勝負の行方 1

 夏休み前の土曜日。

 ぽってりした雲が点々と薄水色の空に浮かんでいた。普通なら京でも誘って買い物や映画にでも行くのが普通だけど期末試験前とあってはそうも言ってられない。

 私は朝ご飯の後、パイル地のホットパンツと、ユニオンジャックのティーシャツに着替えた。洗濯物を庭に干してから部屋で学生らしく教科書とノートを広げる。母は仕事に出ていた。侑兄も試験勉強に励んでいる。努力無しの優等生はいないのだ。とはいえ、仁も侑も、一度読んだら覚えるタイプだっていうから羨ましい。

 カラリと暑い昼下がりの風がレモンイエローのカーテンを揺らす。

 家の中はしんとしていて、時折外から近所の子供の声が聞こえてくるくらいだ。

 かなり勉強がはかどったところで、時計を見ると十五時過ぎだった。おやつにしようと、冷蔵庫にあったプリンを思い出したところに、ノックの後、侑兄が入って来た。

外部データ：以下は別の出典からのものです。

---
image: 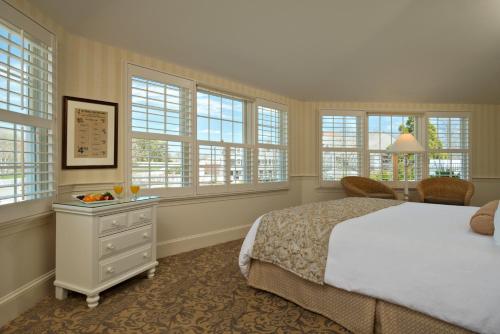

「プリン持って来たけど食べる? 休憩もちゃんととった方が効率上がるよ」

「うわ、侑兄すごい。今プリンのこと考えてたんだよね」

 私は嬉々として兄の手からそれを奪い、早速ベッドに寄りかかってスプーンをくわえながら蓋を開けた。兄も隣に来て二人並んでプリンを食べる。私は膝を立て、兄は脚を伸ばして。

 ジーンズから出た彼の足は素足で、甲に骨が扇子のように綺麗に浮き出ている。その骨に繋がる指もかたちよく並んでいる。

「侑兄の足の指長いね。猿みたい」

「猿はないだろ。あ、そうだ。母さんが今日通しで仕事だって。バイトが一人ブッチしたらしいよ」

「えー、大迷惑だよね。お母さんかわいそー」

「ほんとだよな。夕飯適当に用意しておこうな」

「うん。でもいいなー、ケータイ。私も欲しい。高校生になるまでダメって、不公平過ぎる。クラスの半分は持ってるのに」

「比和にはまだ早いって。どうせロクなことに使わない。ゲームばっかりしたりさ」

「それひどい。あーあ、早く高校生になりたい」

 そんなに生き急がなくてもいいだろ、と言う兄の手から空になったカップを受け取り、一緒に机に置いた。そのときふと、彼が持って来た箱に目が行った。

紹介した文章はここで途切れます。